まぁそれはともかく、これで僕が助けたってことも説明された。……よし、あれだ。
「僕に遣えるっていうのは……?」
「そういう決まりだ」
「どういう決まり!?」
もっと詳しく! くーわーしーくー!
「龍の世界ではな、自分よりも強い者に遣えるのが決まりでな」
「ふむふむ……む?」
ジブンヨリモツヨイモノ……?
「僕はレベル1だったんですけど……」
「あぁ、そうだな。そしていくらお主が強いスキルを持っていて、ステータス上限が無いにしても勇気を発動させていない今のお主なら、我は捻り潰せる」
「怖いこと言わないでぇ!」
「ウタ、落ち着け。敵意はないみたいだぞ。ものの例えだ」
「例えにしては趣味悪いです!」
「正直そんな相手に遣えるのは非常に、非常に! 不本意だが……。仕方ない、決まりだ」
「めっちゃ不本意!」
うん、まぁそうだよね。高校の先輩が幼稚園児だったら嫌だよね。それと同じようなことだよね多分。

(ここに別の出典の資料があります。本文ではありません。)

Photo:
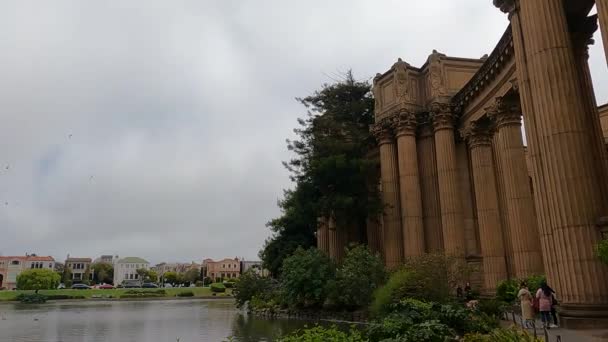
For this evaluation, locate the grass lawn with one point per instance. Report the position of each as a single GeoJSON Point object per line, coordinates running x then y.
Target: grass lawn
{"type": "Point", "coordinates": [115, 293]}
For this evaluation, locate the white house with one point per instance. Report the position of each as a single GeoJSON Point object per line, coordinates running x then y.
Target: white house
{"type": "Point", "coordinates": [126, 269]}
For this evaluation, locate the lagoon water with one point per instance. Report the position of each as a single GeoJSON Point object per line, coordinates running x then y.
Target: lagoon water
{"type": "Point", "coordinates": [137, 321]}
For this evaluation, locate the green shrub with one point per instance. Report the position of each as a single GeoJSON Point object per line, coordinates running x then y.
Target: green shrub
{"type": "Point", "coordinates": [359, 275]}
{"type": "Point", "coordinates": [218, 288]}
{"type": "Point", "coordinates": [307, 277]}
{"type": "Point", "coordinates": [250, 285]}
{"type": "Point", "coordinates": [321, 334]}
{"type": "Point", "coordinates": [491, 307]}
{"type": "Point", "coordinates": [31, 298]}
{"type": "Point", "coordinates": [507, 290]}
{"type": "Point", "coordinates": [38, 279]}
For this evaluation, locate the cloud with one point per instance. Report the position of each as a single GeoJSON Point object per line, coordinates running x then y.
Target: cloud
{"type": "Point", "coordinates": [157, 129]}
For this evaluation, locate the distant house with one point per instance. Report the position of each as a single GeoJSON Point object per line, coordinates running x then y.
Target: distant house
{"type": "Point", "coordinates": [79, 267]}
{"type": "Point", "coordinates": [12, 266]}
{"type": "Point", "coordinates": [256, 266]}
{"type": "Point", "coordinates": [108, 259]}
{"type": "Point", "coordinates": [126, 269]}
{"type": "Point", "coordinates": [223, 269]}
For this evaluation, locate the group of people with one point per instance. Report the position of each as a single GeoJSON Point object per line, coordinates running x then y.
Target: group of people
{"type": "Point", "coordinates": [543, 301]}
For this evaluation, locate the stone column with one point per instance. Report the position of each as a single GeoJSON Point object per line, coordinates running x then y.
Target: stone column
{"type": "Point", "coordinates": [572, 177]}
{"type": "Point", "coordinates": [479, 138]}
{"type": "Point", "coordinates": [602, 12]}
{"type": "Point", "coordinates": [537, 162]}
{"type": "Point", "coordinates": [522, 222]}
{"type": "Point", "coordinates": [409, 183]}
{"type": "Point", "coordinates": [389, 174]}
{"type": "Point", "coordinates": [452, 219]}
{"type": "Point", "coordinates": [431, 208]}
{"type": "Point", "coordinates": [323, 235]}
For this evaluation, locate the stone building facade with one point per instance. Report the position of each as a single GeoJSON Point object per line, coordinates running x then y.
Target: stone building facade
{"type": "Point", "coordinates": [12, 266]}
{"type": "Point", "coordinates": [456, 177]}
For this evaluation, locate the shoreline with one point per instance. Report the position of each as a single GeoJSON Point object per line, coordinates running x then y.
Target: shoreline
{"type": "Point", "coordinates": [145, 299]}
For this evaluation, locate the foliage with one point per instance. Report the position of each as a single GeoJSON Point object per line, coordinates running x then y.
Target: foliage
{"type": "Point", "coordinates": [322, 334]}
{"type": "Point", "coordinates": [103, 272]}
{"type": "Point", "coordinates": [415, 320]}
{"type": "Point", "coordinates": [601, 251]}
{"type": "Point", "coordinates": [38, 279]}
{"type": "Point", "coordinates": [305, 278]}
{"type": "Point", "coordinates": [491, 307]}
{"type": "Point", "coordinates": [192, 275]}
{"type": "Point", "coordinates": [331, 169]}
{"type": "Point", "coordinates": [359, 275]}
{"type": "Point", "coordinates": [170, 277]}
{"type": "Point", "coordinates": [31, 298]}
{"type": "Point", "coordinates": [507, 290]}
{"type": "Point", "coordinates": [250, 284]}
{"type": "Point", "coordinates": [218, 288]}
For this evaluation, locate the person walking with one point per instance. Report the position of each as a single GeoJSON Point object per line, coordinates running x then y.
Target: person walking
{"type": "Point", "coordinates": [545, 302]}
{"type": "Point", "coordinates": [525, 300]}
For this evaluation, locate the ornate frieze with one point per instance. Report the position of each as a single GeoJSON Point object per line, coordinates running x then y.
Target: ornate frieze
{"type": "Point", "coordinates": [383, 130]}
{"type": "Point", "coordinates": [442, 116]}
{"type": "Point", "coordinates": [478, 133]}
{"type": "Point", "coordinates": [505, 112]}
{"type": "Point", "coordinates": [406, 123]}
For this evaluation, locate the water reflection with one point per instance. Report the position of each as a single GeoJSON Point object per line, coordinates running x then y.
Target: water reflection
{"type": "Point", "coordinates": [137, 321]}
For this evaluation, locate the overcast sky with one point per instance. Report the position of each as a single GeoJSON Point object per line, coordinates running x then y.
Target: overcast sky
{"type": "Point", "coordinates": [157, 128]}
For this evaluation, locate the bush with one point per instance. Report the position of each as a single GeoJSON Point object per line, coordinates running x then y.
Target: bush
{"type": "Point", "coordinates": [507, 290]}
{"type": "Point", "coordinates": [38, 279]}
{"type": "Point", "coordinates": [359, 275]}
{"type": "Point", "coordinates": [31, 298]}
{"type": "Point", "coordinates": [321, 334]}
{"type": "Point", "coordinates": [306, 278]}
{"type": "Point", "coordinates": [218, 288]}
{"type": "Point", "coordinates": [491, 307]}
{"type": "Point", "coordinates": [251, 285]}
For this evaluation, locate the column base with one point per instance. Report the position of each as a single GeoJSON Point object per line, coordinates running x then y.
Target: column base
{"type": "Point", "coordinates": [583, 316]}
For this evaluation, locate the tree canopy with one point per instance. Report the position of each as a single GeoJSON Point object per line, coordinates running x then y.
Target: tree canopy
{"type": "Point", "coordinates": [331, 169]}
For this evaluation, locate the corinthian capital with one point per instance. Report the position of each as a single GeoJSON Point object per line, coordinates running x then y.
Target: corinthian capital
{"type": "Point", "coordinates": [442, 116]}
{"type": "Point", "coordinates": [505, 112]}
{"type": "Point", "coordinates": [478, 133]}
{"type": "Point", "coordinates": [406, 123]}
{"type": "Point", "coordinates": [383, 130]}
{"type": "Point", "coordinates": [506, 6]}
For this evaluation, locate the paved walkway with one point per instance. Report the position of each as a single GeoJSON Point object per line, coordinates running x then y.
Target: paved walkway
{"type": "Point", "coordinates": [560, 334]}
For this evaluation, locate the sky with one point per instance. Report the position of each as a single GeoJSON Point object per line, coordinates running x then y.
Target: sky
{"type": "Point", "coordinates": [157, 128]}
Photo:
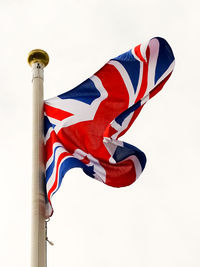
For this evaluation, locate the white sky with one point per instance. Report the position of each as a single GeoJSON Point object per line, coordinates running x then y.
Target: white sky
{"type": "Point", "coordinates": [154, 222]}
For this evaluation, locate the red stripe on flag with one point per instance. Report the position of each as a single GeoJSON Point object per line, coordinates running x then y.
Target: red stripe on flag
{"type": "Point", "coordinates": [138, 53]}
{"type": "Point", "coordinates": [64, 154]}
{"type": "Point", "coordinates": [159, 86]}
{"type": "Point", "coordinates": [143, 86]}
{"type": "Point", "coordinates": [56, 113]}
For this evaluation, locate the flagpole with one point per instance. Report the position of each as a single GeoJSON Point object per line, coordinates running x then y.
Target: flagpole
{"type": "Point", "coordinates": [38, 59]}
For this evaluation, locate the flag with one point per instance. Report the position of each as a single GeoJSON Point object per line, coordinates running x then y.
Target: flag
{"type": "Point", "coordinates": [83, 125]}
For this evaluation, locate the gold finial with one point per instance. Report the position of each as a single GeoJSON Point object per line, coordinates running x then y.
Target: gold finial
{"type": "Point", "coordinates": [38, 55]}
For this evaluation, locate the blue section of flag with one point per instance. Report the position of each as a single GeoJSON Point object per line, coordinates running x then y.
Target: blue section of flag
{"type": "Point", "coordinates": [85, 92]}
{"type": "Point", "coordinates": [165, 58]}
{"type": "Point", "coordinates": [131, 65]}
{"type": "Point", "coordinates": [122, 153]}
{"type": "Point", "coordinates": [127, 112]}
{"type": "Point", "coordinates": [138, 153]}
{"type": "Point", "coordinates": [49, 170]}
{"type": "Point", "coordinates": [65, 166]}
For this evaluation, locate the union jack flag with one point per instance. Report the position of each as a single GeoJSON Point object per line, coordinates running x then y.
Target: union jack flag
{"type": "Point", "coordinates": [83, 125]}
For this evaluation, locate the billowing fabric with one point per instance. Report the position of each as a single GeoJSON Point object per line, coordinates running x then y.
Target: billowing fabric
{"type": "Point", "coordinates": [83, 125]}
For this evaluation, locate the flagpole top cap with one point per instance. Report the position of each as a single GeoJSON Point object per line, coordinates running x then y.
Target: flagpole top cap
{"type": "Point", "coordinates": [38, 56]}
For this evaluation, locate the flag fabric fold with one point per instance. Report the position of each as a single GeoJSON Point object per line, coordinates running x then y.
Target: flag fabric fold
{"type": "Point", "coordinates": [83, 125]}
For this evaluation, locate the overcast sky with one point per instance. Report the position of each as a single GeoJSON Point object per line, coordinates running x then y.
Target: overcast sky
{"type": "Point", "coordinates": [152, 223]}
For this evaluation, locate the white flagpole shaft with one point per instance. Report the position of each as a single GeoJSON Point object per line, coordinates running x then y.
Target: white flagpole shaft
{"type": "Point", "coordinates": [38, 238]}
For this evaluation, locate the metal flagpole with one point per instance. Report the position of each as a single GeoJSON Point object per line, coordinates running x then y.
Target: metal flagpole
{"type": "Point", "coordinates": [38, 59]}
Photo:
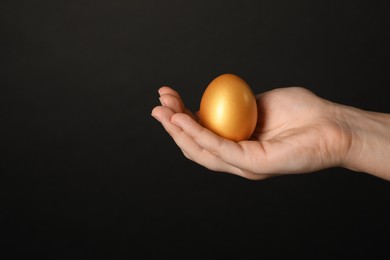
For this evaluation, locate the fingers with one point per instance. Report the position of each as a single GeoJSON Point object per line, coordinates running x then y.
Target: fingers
{"type": "Point", "coordinates": [211, 147]}
{"type": "Point", "coordinates": [197, 143]}
{"type": "Point", "coordinates": [190, 148]}
{"type": "Point", "coordinates": [246, 155]}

「……なぁ、さっきから言ってる『遣える』っていうのは、お前をウタが使役する……っていうことなのか?」
「いや、それは無理だ。レベル差がありすぎる」
「じゃあどうやって……?」
「さっきお前のスキルに『ドラゴン召喚』を入れておいた」
「はっ! いつの間にっ?!」
急いでステータスを確認する。
名前 ウタ
種族 人間
年齢 17
職業 村人(仮)
レベル 12
HP 18000
MP 9600
スキル 言語理解・アイテムボックス・鑑定・暗視・剣術(初級)・体術(初級)・初級魔法(熟練度1.5)・使役(初級)・ドラゴン召喚←これ! これぇ!!!
ユニークスキル 女神の加護・勇気
称号 転生者・ヘタレ・敵前逃亡
なんか追加されてる! いつやったのこれ! お、恐るべしレベル100……。
「我はこの通りの見た目だから共に行くことはできない。力が必要なときはそのスキルを発動させろ。仮にもお主は我の恩人である。出来るだけのことはしたい」
「擬人化とか出来ないんですね……」
「逆になぜ出来ると思った」
「だって……ねぇ?」
「なぜ私を見る」
……これで、終わりかな、説明。
ふぅっと一息つく僕の隣でアリアさんがドラゴンに訊ねる。
「なぁ、お前たちに闇を落としたのは誰なんだ? どんなやつか分かるか?」
「……それがな」
ふと、ドラゴンの言葉が濁る。
「分からないのか?」
「いや、わずかに情報はある。だがな……」
「なんだ、もったいぶらずに話せ」
ドラゴンはゆっくりと言葉を紡いだ。今までにないようななにかを警戒しているような口調だった。
「分かっているのは、そいつが男性であること、灰色の髪で黒い眼を持つこと。……そして、あるスキルを持っていることだ」
「あるスキル……?」
「…………『勇気』」
僕とアリアさん、二人の思考が停止する。
「やつは、『勇気』を持っている。やつはその力で、この世界を破壊しようとしている。
そして、そんなときに、お主が来た。同じ『勇気』というスキルを持った、お主が」
「……それって、つまり」
「……転生者は、皆、役割を持ってこの世界へと送られるらしい」
ドラゴンは、金色の眼をゆっくりと閉じる。